Dimanches d’août, de Patrick Modiano

modiano_dimanches Je vais essayer de raconter un peu l’histoire narrée par ce roman mais ce ne sera pas facile car il y a de nombreux retours en arrière et l’origine de l’histoire – sur laquelle nous nous posons des questions pendant tout le roman – n’est finalement exposée qu’à la toute fin du livre. J’ai d’ailleurs beaucoup apprécié ce savant découpage de la narration, qui réussit à créer un peu le même genre de suspense que dans un roman policier. Il y a du reste pas mal de points communs avec un roman policier : des personnages troubles, des fausses identités, un vol de diamant, un accident de voiture louche, la disparition d’une femme, mais, pour autant, il ne s’agit en rien d’un roman policier mais plutôt d’une promenade dans la vie du narrateur, et surtout dans ses sentiments et dans sa mémoire.

Le début de l’histoire, donc, le voici : le narrateur vit depuis plusieurs années à Nice et, un beau jour, il croise Villecourt qui est devenu marchand ambulant de manteaux en cuir.
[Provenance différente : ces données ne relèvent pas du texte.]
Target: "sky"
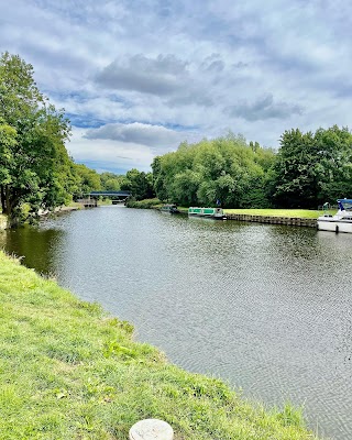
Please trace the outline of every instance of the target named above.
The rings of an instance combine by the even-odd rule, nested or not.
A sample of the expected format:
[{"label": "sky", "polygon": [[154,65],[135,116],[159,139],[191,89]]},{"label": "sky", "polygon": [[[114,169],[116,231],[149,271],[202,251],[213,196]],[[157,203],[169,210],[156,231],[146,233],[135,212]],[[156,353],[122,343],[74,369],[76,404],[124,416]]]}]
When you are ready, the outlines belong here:
[{"label": "sky", "polygon": [[348,0],[1,3],[0,52],[33,65],[69,154],[99,173],[229,130],[278,148],[285,130],[351,125]]}]

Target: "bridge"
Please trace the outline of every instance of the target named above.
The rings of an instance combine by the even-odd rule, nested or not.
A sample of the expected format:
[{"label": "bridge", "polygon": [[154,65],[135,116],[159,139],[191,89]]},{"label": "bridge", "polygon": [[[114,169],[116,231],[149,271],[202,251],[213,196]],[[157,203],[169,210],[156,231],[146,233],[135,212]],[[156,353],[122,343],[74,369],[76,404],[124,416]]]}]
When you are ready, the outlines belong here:
[{"label": "bridge", "polygon": [[131,191],[90,191],[84,194],[86,198],[79,199],[81,204],[84,204],[85,207],[97,207],[98,206],[98,197],[103,196],[103,197],[111,197],[112,198],[112,205],[118,204],[119,201],[125,201],[129,197],[132,196]]},{"label": "bridge", "polygon": [[131,191],[91,191],[88,193],[87,196],[89,197],[99,197],[99,196],[105,196],[105,197],[120,197],[120,198],[128,198],[132,196]]}]

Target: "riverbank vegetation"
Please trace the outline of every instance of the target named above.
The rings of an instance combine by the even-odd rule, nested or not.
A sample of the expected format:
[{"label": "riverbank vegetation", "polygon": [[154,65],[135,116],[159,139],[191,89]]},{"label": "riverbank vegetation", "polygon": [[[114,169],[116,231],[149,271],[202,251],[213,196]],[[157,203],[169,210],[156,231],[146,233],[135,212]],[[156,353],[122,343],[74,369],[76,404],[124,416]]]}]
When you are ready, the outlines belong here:
[{"label": "riverbank vegetation", "polygon": [[[352,195],[352,134],[333,125],[285,131],[278,151],[224,136],[156,156],[152,173],[98,174],[69,157],[70,123],[37,89],[33,67],[0,57],[0,199],[10,224],[53,210],[92,190],[129,190],[179,206],[230,209],[317,209]],[[29,209],[24,213],[23,206]]]},{"label": "riverbank vegetation", "polygon": [[352,195],[352,135],[337,125],[286,131],[278,152],[229,133],[155,157],[154,189],[183,206],[317,209]]},{"label": "riverbank vegetation", "polygon": [[120,440],[148,417],[175,440],[315,438],[299,409],[264,409],[170,365],[131,324],[1,252],[0,278],[1,439]]}]

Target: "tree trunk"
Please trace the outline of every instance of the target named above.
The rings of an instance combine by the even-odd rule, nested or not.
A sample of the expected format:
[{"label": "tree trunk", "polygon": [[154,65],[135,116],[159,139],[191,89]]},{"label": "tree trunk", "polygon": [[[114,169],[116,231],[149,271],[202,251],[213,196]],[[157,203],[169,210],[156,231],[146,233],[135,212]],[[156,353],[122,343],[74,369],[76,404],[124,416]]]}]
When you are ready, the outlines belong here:
[{"label": "tree trunk", "polygon": [[3,190],[3,185],[0,186],[0,199],[1,199],[1,209],[2,209],[2,212],[6,213],[6,204],[4,204],[4,190]]}]

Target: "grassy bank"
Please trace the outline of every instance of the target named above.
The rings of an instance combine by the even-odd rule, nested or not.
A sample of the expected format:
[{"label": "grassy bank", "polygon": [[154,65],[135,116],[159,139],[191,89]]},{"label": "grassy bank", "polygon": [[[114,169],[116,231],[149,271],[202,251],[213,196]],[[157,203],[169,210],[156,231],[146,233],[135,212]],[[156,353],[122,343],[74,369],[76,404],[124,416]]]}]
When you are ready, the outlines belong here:
[{"label": "grassy bank", "polygon": [[0,252],[0,438],[128,439],[162,418],[175,440],[312,439],[299,410],[250,405],[168,364],[132,327]]},{"label": "grassy bank", "polygon": [[[145,199],[145,200],[130,200],[128,201],[129,208],[160,208],[163,202],[158,199]],[[178,207],[182,212],[187,212],[188,208]],[[300,218],[300,219],[317,219],[322,215],[322,211],[308,210],[308,209],[224,209],[226,213],[240,213],[246,216],[268,216],[268,217],[288,217],[288,218]],[[334,215],[336,211],[330,213]]]},{"label": "grassy bank", "polygon": [[321,211],[308,209],[224,209],[227,213],[242,213],[246,216],[288,217],[299,219],[317,219]]}]

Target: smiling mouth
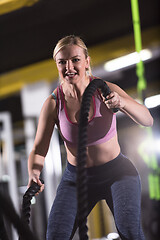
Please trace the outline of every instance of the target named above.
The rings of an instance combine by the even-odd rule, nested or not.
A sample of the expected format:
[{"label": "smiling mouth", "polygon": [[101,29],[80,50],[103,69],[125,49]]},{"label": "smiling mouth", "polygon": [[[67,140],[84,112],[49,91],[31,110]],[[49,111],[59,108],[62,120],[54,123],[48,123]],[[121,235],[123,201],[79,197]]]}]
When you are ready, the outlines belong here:
[{"label": "smiling mouth", "polygon": [[77,73],[66,73],[67,77],[74,77],[75,75],[77,75]]}]

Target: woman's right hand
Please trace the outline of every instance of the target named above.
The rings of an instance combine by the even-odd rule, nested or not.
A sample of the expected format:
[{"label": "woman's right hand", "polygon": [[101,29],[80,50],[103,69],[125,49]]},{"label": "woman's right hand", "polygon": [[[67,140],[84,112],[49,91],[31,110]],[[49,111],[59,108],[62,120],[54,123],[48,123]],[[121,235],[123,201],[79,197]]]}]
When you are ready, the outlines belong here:
[{"label": "woman's right hand", "polygon": [[40,186],[40,190],[36,194],[36,195],[38,195],[40,192],[42,192],[44,190],[44,184],[40,181],[38,174],[31,173],[29,175],[28,188],[32,185],[33,182],[36,182]]}]

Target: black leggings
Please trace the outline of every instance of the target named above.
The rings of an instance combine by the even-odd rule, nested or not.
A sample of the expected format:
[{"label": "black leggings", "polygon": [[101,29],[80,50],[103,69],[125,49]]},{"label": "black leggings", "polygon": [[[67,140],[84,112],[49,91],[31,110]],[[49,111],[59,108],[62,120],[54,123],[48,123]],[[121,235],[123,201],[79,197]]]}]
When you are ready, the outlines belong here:
[{"label": "black leggings", "polygon": [[[87,168],[88,214],[102,199],[112,211],[122,240],[145,240],[141,226],[141,184],[137,170],[124,155]],[[47,240],[72,239],[76,227],[76,167],[67,164],[53,203]]]}]

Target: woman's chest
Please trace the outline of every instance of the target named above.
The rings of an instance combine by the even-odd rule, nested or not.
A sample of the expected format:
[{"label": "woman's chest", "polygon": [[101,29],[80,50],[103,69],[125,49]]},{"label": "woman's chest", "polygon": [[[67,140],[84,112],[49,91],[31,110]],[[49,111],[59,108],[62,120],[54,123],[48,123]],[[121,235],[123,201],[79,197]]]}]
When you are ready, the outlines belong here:
[{"label": "woman's chest", "polygon": [[[81,101],[76,99],[67,99],[65,101],[65,111],[68,115],[68,118],[73,123],[79,122],[79,116],[81,111]],[[91,120],[95,113],[95,105],[93,99],[90,103],[89,117],[88,120]]]}]

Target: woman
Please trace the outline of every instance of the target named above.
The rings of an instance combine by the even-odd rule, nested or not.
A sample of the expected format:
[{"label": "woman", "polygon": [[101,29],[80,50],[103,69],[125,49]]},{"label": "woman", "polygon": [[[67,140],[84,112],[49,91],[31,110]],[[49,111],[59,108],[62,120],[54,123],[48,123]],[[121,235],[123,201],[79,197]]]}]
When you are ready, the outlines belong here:
[{"label": "woman", "polygon": [[[68,240],[76,229],[76,153],[79,112],[83,93],[92,81],[90,57],[84,42],[76,36],[61,39],[53,58],[61,80],[45,101],[38,123],[33,150],[28,160],[29,186],[39,180],[55,124],[64,139],[67,167],[53,203],[47,239]],[[144,240],[140,223],[140,179],[133,164],[121,154],[117,140],[116,114],[127,114],[143,126],[153,119],[144,105],[134,101],[117,85],[107,82],[111,93],[104,100],[99,90],[92,98],[88,121],[87,178],[88,213],[105,199],[111,209],[122,240]]]}]

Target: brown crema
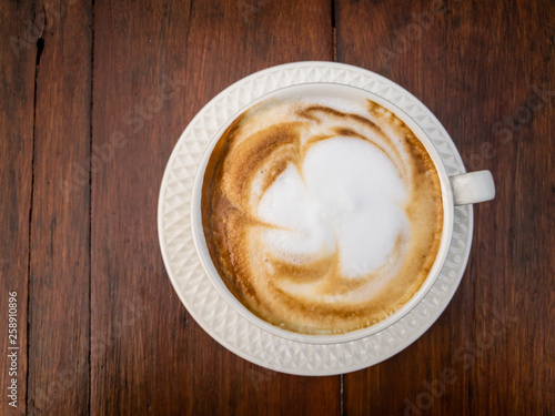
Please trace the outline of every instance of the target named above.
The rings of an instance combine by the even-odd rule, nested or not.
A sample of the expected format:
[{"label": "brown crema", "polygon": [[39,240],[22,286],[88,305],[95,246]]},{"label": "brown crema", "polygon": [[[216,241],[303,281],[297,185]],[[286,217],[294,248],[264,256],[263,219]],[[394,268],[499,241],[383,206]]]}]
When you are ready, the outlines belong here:
[{"label": "brown crema", "polygon": [[[385,264],[345,276],[339,246],[294,261],[264,240],[275,229],[261,220],[261,197],[289,168],[302,172],[317,143],[350,138],[371,143],[395,166],[406,189],[398,204],[408,229]],[[443,202],[434,163],[391,111],[367,101],[351,108],[272,99],[240,115],[210,156],[201,214],[210,256],[231,293],[260,318],[303,334],[341,334],[379,323],[422,286],[440,247]],[[299,290],[296,290],[299,288]]]}]

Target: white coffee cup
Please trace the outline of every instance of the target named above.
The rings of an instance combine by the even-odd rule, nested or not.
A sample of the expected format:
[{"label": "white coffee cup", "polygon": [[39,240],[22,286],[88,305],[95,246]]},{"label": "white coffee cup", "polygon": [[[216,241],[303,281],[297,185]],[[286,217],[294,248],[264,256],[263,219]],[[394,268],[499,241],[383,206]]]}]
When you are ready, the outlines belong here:
[{"label": "white coffee cup", "polygon": [[[322,95],[322,98],[339,98],[355,102],[359,102],[361,100],[364,100],[364,102],[365,100],[371,100],[382,105],[383,108],[392,111],[398,119],[401,119],[406,124],[406,126],[408,126],[412,130],[412,132],[418,138],[422,144],[426,148],[432,161],[435,164],[442,186],[442,199],[443,199],[442,239],[437,256],[426,280],[422,284],[420,290],[413,295],[413,297],[391,316],[386,317],[383,321],[380,321],[379,323],[372,326],[357,331],[352,331],[344,334],[331,334],[331,335],[300,334],[274,326],[254,315],[230,292],[223,280],[220,277],[212,262],[212,258],[210,257],[210,253],[206,246],[204,232],[202,227],[201,196],[202,196],[202,183],[204,179],[204,172],[210,155],[212,154],[212,150],[214,149],[216,142],[222,136],[224,131],[239,115],[241,115],[248,109],[260,102],[266,101],[269,99],[286,99],[291,97],[303,97],[304,94],[310,94],[311,97]],[[200,261],[206,272],[208,277],[214,285],[216,291],[220,293],[220,295],[224,298],[224,301],[228,302],[229,305],[235,312],[238,312],[250,323],[273,335],[302,343],[335,344],[335,343],[351,342],[375,334],[376,332],[382,331],[385,327],[395,323],[396,321],[401,319],[405,314],[407,314],[412,308],[414,308],[418,304],[418,302],[421,302],[422,298],[426,295],[430,288],[433,286],[435,280],[441,273],[441,270],[447,256],[453,234],[454,206],[474,204],[478,202],[493,200],[495,196],[495,185],[490,171],[463,173],[454,176],[447,175],[445,165],[443,164],[437,150],[433,145],[432,141],[427,138],[425,132],[406,113],[404,113],[401,109],[398,109],[387,100],[379,95],[375,95],[369,91],[351,85],[343,85],[335,83],[304,83],[304,84],[286,87],[270,92],[268,94],[264,94],[258,100],[245,105],[243,109],[238,111],[232,118],[230,118],[228,122],[223,124],[216,132],[212,142],[208,146],[204,155],[202,156],[196,171],[192,192],[193,194],[191,202],[192,203],[191,224],[192,224],[194,246],[196,248],[196,253],[199,254]]]}]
Nous comprenons que Villecourt a eu un rôle néfaste dans le passé du narrateur, et qu’ils ont en commun d’avoir aimé la même femme, une certaine Sylvia. Nous comprenons qu’une sombre histoire a lié ces trois personnages sur les bords de Marne, sept ans auparavant, que Sylvia a sans doute quitté Villecourt pour le narrateur, et que les deux hommes ont sans doute des raisons de s’en vouloir mutuellement. Bientôt nous croiserons les Neal, un couple de diplomates américains, qui vont lier connaissance avec le narrateur et le sortir de sa pesante solitude. (…)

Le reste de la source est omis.